While these two words, (aware and alert) may seem nearly interchangeable, in Lifemanship, we define them quite differently. Awareness is borne of confidence, preparation, and trust; alertness implies readiness to react, and is directly related to uncertainty. In other words, you may be riding your horse, waiting for the other shoe to drop.

Improving Awareness can take you into situations that others might approach with uncertainty, or that others may find themselves reacting to. When you have a plan of action (not reaction) that relies on that confidence, preparation, and trust you and your horse have with each other your awareness is what keeps you out of a wreck. 

In Part One of Awareness: “Owning Possibility” we contemplated awareness from the standpoint of introspection; and we learned that it’s important to start to project that Awareness outward and forward in time, lest we find ourselves concussed, stumbling towards our horse. The tools we use — flags, tarps, ropes, cattle, other horses, yes…even chickens — can be helpful in improving your ability to externalize your Awareness, once you get it right within yourself, and are there in the moments with your horse. As sure as I’m sitting here typing, there’ll be a plastic bag, or a snake, or a calf laying down, or one of our most famous invasive species, the Chinese Ringneck Pheasant, that may catch our horse-and us perhaps-unaware. If we’ve effectively used what we have at hand, and prepared our horses, we can fall back on our confidence and trust we’ve built with them and need not react.

Horses get get exposure to unexpected things everyday, and learn to be aware, but feel no need to be alert.
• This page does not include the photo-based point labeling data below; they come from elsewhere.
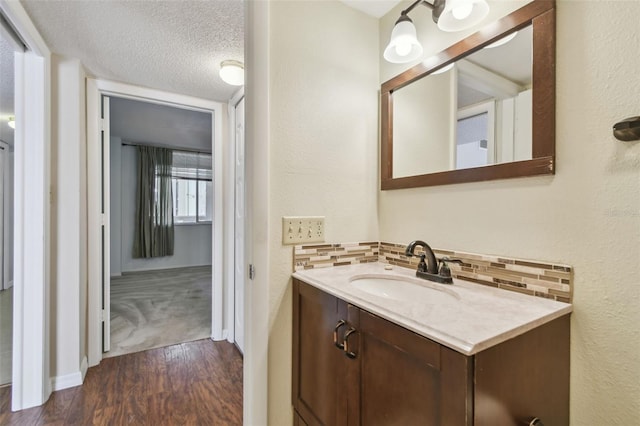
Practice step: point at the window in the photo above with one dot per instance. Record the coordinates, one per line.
(191, 179)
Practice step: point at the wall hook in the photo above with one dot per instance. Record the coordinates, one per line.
(627, 130)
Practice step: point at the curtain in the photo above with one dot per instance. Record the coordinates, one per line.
(154, 204)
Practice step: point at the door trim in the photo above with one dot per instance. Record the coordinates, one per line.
(95, 89)
(31, 385)
(230, 214)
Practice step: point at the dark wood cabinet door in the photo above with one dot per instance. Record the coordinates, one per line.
(525, 377)
(318, 365)
(404, 378)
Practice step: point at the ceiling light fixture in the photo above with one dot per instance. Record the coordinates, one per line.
(450, 15)
(232, 72)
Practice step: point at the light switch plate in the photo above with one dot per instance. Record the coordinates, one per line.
(302, 229)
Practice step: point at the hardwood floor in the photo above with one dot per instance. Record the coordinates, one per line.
(195, 383)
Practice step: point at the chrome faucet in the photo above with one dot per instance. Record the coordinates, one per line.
(430, 270)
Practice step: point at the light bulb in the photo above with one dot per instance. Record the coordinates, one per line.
(463, 11)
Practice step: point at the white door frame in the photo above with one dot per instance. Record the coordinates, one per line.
(31, 385)
(95, 90)
(230, 215)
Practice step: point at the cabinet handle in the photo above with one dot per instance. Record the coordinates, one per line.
(335, 334)
(533, 421)
(347, 352)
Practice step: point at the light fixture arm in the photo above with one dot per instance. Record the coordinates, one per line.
(436, 8)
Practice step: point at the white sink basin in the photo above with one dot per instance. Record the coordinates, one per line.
(403, 288)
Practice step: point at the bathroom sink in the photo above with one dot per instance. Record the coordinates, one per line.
(401, 288)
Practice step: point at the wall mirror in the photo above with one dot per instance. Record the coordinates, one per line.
(483, 109)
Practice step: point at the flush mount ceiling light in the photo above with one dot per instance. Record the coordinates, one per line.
(232, 72)
(450, 15)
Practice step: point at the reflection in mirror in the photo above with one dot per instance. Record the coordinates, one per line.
(478, 113)
(506, 114)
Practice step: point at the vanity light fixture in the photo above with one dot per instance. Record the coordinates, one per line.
(450, 15)
(232, 72)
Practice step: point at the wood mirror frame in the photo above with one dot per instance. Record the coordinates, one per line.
(541, 15)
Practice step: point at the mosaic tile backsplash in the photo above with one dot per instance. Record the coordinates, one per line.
(542, 279)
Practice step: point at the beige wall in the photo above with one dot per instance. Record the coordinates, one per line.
(323, 158)
(587, 215)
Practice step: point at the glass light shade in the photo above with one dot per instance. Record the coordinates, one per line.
(459, 15)
(404, 45)
(232, 72)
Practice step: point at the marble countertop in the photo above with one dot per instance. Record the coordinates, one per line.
(472, 318)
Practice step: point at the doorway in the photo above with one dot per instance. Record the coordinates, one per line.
(161, 300)
(99, 220)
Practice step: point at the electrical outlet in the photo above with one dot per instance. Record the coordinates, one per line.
(302, 229)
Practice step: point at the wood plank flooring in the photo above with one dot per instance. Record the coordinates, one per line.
(195, 383)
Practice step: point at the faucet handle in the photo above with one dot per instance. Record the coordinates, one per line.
(422, 266)
(444, 270)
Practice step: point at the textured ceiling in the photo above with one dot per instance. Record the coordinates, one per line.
(375, 8)
(175, 46)
(6, 90)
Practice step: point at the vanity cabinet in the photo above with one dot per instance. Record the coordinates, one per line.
(351, 367)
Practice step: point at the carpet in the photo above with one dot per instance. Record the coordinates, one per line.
(153, 309)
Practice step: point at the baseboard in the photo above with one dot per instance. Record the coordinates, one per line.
(223, 337)
(84, 366)
(66, 381)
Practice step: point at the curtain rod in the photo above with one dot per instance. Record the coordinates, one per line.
(197, 151)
Then we add our impact to the relationship. If we’re riding our horse, we’ve got to think of ourselves as the leader because they do. When we don’t bring Awareness to the relationship, what if something happens that we don’t expect, or we’re concerned about how our horse might react?  It could be that we haven’t taken the opportunity to prepare our horse, or maybe we don’t quite believe in our preparation. To our horse, that feels like uncertainty from the leader; and it could be what takes him from the flicker of an ear towards something, to feeling the need to preserve himself.

If we think about awareness as preparation, it’s easy to see how it can help us become confident in ourselves and in our ability to guide us through sticky situations with our horses.